My question is regarding filling the two vacant units before closing. Should I ask the seller to stop trying to fill the vacant units, or should I ask the seller to allow me to be involved with the tenant screening?
I would have them stop if the units aren't rent ready. Or at least just hold onto them for you until you close. That way you have a tenant pool list ready to rock.
I prefer to have a hand in screening because I have specific criteria for tenants.
If the units are in good condition and rent ready, I would make sure you have an agreement with the seller allowing you to approve any new tenants. if you don't think the current owner does a good job of screening, I'd leave vacant.
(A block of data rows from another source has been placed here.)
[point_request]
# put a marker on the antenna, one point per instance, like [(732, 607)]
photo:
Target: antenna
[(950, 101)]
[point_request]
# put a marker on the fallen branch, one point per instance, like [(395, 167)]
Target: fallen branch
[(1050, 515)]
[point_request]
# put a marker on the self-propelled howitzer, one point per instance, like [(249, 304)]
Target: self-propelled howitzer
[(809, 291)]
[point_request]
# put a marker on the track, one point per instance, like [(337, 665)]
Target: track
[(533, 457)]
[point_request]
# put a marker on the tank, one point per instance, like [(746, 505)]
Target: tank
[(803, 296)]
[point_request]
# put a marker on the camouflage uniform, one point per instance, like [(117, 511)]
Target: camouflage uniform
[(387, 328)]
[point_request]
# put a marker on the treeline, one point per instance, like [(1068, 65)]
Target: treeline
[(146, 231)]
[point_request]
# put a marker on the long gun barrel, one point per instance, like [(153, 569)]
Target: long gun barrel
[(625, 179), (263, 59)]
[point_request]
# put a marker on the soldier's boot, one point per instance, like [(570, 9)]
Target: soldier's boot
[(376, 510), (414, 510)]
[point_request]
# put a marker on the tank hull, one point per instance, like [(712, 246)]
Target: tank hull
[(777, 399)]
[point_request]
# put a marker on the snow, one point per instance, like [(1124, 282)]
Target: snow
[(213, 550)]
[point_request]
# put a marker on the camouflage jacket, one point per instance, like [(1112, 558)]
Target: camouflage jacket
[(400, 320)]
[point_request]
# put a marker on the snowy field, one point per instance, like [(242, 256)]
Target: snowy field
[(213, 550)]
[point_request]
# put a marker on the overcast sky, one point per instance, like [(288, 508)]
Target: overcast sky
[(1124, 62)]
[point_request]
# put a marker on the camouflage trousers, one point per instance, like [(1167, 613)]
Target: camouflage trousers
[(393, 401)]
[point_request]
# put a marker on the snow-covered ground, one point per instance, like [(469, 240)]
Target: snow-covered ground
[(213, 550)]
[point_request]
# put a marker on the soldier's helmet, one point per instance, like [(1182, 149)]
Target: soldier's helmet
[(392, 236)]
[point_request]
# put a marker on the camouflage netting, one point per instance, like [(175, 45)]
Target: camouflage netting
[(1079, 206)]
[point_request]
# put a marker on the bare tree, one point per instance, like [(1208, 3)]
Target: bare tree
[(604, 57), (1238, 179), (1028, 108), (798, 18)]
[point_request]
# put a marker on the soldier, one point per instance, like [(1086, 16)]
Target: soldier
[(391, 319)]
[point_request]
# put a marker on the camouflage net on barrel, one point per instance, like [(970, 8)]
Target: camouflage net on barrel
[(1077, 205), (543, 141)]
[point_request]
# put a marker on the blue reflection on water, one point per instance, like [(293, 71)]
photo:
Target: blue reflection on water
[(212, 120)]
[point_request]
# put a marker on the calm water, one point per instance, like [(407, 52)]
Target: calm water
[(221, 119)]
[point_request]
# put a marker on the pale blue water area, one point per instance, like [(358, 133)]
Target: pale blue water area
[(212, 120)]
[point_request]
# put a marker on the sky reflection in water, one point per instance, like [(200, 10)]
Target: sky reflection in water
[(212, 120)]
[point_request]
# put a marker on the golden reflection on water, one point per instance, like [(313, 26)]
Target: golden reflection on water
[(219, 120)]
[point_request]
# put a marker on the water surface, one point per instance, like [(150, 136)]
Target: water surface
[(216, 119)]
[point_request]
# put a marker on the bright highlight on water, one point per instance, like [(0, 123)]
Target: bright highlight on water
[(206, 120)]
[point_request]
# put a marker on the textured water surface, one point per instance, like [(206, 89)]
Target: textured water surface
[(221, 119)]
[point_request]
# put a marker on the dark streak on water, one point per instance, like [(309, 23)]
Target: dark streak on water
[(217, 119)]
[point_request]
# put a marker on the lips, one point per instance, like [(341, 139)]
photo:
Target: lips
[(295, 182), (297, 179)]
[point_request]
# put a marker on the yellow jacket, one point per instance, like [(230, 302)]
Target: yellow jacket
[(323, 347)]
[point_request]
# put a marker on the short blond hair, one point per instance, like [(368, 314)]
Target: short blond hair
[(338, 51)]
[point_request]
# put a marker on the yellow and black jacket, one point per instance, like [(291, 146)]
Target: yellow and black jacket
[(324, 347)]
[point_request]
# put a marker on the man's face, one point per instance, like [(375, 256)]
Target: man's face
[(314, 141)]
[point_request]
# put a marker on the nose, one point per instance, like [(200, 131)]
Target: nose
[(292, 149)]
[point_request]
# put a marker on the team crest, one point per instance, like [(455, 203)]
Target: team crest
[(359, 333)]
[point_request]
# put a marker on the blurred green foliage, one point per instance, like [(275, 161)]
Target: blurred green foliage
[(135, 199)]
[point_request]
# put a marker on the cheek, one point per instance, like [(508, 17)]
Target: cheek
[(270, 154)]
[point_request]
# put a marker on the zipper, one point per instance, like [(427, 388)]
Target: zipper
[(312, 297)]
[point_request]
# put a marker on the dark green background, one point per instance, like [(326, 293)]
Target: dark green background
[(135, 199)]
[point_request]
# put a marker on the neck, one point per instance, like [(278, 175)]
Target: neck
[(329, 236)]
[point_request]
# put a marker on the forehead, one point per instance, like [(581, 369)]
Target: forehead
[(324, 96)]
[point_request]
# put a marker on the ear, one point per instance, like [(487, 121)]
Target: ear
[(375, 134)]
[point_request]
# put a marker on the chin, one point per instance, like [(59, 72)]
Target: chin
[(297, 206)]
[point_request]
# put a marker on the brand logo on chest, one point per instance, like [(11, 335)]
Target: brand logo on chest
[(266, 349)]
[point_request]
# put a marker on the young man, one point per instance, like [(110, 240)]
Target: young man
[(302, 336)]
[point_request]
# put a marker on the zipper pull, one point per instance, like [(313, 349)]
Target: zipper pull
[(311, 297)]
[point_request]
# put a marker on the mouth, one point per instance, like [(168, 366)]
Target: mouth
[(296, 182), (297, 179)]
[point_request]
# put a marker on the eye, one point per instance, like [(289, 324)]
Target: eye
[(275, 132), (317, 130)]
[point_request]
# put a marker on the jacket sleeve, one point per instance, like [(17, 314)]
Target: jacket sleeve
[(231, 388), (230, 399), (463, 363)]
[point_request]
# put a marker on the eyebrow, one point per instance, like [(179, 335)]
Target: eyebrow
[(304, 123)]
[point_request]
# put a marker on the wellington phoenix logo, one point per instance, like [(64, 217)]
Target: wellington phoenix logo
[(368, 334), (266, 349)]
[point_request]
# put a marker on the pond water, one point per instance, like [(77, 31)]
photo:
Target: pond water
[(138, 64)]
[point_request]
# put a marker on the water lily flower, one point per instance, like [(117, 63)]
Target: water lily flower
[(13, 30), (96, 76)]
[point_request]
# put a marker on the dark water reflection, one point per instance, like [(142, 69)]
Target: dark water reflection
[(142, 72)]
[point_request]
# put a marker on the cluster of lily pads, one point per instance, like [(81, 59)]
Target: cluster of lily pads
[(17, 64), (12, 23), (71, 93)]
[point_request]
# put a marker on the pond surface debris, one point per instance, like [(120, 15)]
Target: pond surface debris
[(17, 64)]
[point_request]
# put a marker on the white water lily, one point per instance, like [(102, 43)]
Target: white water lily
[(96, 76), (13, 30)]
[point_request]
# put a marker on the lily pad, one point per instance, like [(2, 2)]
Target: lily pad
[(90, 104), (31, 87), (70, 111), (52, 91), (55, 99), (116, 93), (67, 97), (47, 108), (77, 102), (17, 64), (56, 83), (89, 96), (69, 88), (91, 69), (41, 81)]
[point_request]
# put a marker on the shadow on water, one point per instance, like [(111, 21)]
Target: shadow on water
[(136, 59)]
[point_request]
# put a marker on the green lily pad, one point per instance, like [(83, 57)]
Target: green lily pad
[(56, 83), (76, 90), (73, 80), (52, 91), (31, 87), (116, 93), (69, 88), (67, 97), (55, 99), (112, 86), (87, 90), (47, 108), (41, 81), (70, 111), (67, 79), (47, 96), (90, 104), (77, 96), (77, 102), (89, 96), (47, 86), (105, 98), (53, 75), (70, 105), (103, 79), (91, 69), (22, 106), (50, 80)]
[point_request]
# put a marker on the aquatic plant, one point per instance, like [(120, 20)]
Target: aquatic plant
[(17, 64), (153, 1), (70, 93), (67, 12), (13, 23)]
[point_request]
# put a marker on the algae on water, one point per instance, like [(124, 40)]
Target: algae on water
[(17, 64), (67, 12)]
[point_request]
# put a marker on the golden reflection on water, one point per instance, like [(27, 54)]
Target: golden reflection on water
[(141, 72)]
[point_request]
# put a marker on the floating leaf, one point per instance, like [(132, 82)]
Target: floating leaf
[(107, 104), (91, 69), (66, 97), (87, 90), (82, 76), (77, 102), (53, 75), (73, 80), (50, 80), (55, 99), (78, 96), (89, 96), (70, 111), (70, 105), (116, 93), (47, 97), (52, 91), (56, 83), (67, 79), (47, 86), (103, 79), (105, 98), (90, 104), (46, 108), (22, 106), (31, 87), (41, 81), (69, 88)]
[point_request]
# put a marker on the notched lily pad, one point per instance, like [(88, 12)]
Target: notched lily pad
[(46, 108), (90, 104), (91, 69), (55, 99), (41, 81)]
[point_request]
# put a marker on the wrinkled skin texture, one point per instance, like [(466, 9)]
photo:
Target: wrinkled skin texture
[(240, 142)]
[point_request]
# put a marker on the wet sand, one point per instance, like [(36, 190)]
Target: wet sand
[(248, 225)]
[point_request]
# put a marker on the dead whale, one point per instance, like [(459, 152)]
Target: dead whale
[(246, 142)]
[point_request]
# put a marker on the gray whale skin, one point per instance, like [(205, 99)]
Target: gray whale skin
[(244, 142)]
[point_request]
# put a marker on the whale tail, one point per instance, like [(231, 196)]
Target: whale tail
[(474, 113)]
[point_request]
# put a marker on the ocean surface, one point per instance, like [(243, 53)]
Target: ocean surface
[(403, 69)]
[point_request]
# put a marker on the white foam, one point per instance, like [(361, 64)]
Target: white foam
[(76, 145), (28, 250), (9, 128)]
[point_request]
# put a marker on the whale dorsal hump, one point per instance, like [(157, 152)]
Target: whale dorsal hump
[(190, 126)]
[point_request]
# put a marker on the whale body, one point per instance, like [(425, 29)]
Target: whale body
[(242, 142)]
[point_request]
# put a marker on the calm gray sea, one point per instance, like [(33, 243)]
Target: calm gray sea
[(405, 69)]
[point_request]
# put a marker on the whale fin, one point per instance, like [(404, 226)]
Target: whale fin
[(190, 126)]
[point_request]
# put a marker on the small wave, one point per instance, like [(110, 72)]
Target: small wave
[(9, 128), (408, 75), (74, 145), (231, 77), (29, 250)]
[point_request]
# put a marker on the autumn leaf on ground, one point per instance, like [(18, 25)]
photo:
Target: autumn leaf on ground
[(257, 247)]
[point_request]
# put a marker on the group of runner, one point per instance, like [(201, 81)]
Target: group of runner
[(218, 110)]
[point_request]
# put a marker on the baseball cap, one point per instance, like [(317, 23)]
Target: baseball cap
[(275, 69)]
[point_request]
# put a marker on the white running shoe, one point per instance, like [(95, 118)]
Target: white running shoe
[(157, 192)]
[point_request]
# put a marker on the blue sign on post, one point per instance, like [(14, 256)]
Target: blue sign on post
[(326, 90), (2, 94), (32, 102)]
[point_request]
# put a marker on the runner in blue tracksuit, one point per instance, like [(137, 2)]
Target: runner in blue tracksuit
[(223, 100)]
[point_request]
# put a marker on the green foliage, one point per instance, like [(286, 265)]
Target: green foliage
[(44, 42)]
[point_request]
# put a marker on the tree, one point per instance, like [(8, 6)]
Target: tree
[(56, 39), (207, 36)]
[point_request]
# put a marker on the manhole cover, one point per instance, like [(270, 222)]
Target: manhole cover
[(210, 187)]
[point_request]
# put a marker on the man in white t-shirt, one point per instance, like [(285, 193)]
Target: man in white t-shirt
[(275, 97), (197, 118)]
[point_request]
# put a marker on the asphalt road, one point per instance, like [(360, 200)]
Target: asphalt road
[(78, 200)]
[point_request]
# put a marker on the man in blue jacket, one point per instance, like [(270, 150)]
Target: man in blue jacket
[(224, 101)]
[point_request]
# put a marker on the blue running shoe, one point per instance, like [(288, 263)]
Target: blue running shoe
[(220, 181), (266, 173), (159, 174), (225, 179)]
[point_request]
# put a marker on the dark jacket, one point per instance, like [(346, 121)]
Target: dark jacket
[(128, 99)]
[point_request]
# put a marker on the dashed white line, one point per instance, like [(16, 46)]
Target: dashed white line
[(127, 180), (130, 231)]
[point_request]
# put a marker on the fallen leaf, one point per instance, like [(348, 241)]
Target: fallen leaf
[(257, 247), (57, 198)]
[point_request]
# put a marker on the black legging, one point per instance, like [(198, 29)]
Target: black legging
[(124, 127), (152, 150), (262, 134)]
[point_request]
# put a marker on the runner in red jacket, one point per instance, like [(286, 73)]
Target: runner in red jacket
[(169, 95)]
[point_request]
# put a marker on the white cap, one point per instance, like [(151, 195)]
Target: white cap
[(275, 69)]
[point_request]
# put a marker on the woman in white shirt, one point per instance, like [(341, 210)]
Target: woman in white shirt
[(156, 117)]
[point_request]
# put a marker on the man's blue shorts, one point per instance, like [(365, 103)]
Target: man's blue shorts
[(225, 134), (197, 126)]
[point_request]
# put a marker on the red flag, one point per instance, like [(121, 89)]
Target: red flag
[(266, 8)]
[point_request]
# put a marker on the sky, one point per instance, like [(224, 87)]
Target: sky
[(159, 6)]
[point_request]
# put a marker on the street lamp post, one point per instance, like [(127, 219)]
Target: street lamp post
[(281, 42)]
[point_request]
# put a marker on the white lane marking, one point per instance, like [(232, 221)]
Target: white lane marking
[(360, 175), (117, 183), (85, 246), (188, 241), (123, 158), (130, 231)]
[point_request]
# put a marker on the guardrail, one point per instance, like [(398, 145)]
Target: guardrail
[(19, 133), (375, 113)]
Great advice above, you don’t want the seller just putting someone in there right before you close just to “do you a favor” depending on where it is in Evansville you should be able to fill those pretty easy and I’d rather screen based on my criteria than someone that is exiting.
Assuming you know how and are experienced at screening stop him immediately from filling the units. He will not choose the tenants you would choose.
Looks like you already got a few replies. I can share from my experience, which you will probably notice won;t necessarily conclude in yay or nay. One multifamily I got, came in with 2 occupied units, tenants were paying what I call "recession rate rents" (what most people call under market rent). They have been both longterm tenants and been paying every single month with no hiccups. Another multifamily I got, the seller filled it up with tenants at market rate prior to the sale. They were not good tenants and within a year all broke their leases or were evicted. Then I bought another one that came mostly occupied. some of the tenants are again longterm recession rate tenants and some are market rate. some of them proved to be weak and incapable of paying and have since broke their leases and moved out, or were asked to be moved out by us.
Now on the flip side, those above mentioned properties, tenants placed by the property manager have been a hit or miss either. Some had to be evicted as well.
So you know, there is really no one straight answer. It depends on so many factors. If this is your first multifamily, how do you know that you have the experience to chose the best candidates? In my humble opinion, the best approaches are the "it depends" or "it varies" answers, that consider both sides of the equation.
Having said all that, if you could get involved and at least provide another perspective and there's no pushback from the seller, it probably wouldn't hurt.